Saya anak ketiga dari lima bersaudara. Diapit dua kakak laki-laki dan dua adik laki-laki. Orang-orang sering bilang saya diapit oleh dua benua dan dua samudera. Jadi, terlindungi.
Tidak heran waktu kecil saya agak tomboy karena selalu nimbrung bermain sama teman saudara-saudara saya yang sebagian besar laki-laki.
Mungkin karena saya satu-satunya anak perempuan, banyak yang bilang saya anak kesayangan yang selalu dimanja. Tapi kalau saya yang merasakan ya biasa-biasa saja. Tidak ada yang dibedakan. Setidaknya menurut saya.
Entah ada hubungannya atau tidak bahwa anak perempuan lebih dekat dengan ayahnya, saya pun merasa lebih cenderung terbuka kepada ayah daripada ibu saya. Saya lebih suka mencurahkan apa yang saya rasakan kepada ayah saya.
Saya lebih suka meminta tolong ayah saya untuk membantu mengerjakan pekerjaan rumah daripada kepada ibu saya. Padahal hubungan saya dengan ibu saya baik-baik saja. Barangkali karena saya merasa lebih aman dan nyaman saja.
Mungkin karena saya melihat sosok ayah cenderung lebih tegas dan melindungi, sehingga saya sebagai anak perempuan merasa lebih aman dan nyaman bila berada di dekat ayah. Saya jadi lebih banyak belajar tentang ketangguhan dan ketegasan dari ayah.
Bisa jadi juga karena saya satu-satunya anak perempuan, jadi ayah merasa perlu melindungi saya dengan membuat saya merasa nyaman.
Kalau dari sosok ibu, saya belajar banyak mengenai kesabaran, keikhlasan, kesungguhan, kecintaan pada keluarga, dan banyak lagi sehingga membentuk saya yang sekarang.

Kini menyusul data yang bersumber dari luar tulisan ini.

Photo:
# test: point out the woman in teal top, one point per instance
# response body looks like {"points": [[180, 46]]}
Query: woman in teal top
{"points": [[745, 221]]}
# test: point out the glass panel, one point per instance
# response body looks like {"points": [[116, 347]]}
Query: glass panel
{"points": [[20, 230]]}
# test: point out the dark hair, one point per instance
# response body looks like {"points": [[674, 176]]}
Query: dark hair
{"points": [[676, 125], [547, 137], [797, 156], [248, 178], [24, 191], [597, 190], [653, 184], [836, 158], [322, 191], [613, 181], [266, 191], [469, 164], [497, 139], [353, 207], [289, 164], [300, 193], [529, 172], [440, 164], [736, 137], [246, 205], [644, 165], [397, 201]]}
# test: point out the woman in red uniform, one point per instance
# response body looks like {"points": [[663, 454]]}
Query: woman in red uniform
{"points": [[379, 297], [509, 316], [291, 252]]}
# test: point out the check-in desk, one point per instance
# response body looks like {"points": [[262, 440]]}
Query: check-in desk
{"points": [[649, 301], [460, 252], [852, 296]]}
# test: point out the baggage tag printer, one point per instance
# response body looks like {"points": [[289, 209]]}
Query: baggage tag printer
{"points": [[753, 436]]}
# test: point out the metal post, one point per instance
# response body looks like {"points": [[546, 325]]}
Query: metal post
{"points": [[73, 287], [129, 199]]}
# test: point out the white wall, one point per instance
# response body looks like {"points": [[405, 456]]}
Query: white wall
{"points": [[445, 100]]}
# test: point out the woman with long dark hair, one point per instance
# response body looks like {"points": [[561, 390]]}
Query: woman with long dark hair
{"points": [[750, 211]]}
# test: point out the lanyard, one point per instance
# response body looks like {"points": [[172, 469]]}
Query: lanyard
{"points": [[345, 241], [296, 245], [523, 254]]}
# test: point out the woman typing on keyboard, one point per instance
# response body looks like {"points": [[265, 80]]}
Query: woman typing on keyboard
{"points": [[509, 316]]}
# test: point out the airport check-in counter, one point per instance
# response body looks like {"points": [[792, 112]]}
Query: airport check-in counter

Mencintai keluarga, pantang menyerah, selalu semangat, tegar, dan kuat.
Ketika saya menikah dan memiliki anak, ayah saya yang membuatkan ranjang bayi dari bambu, membuatkan kerangka kelambu di kamar, bahkan ikut menjaga saya di rumah.
Sampai saya setua ini, ayah saya masih memberikan perhatian-perhatian, begitu juga ibu saya. Saya bahkan pernah dibuatkan meja makan hasil karya ayah saya. Padahal, ayah saya pensiunan Kementerian Pertanian yang tidak ada urusannya dengan furniture.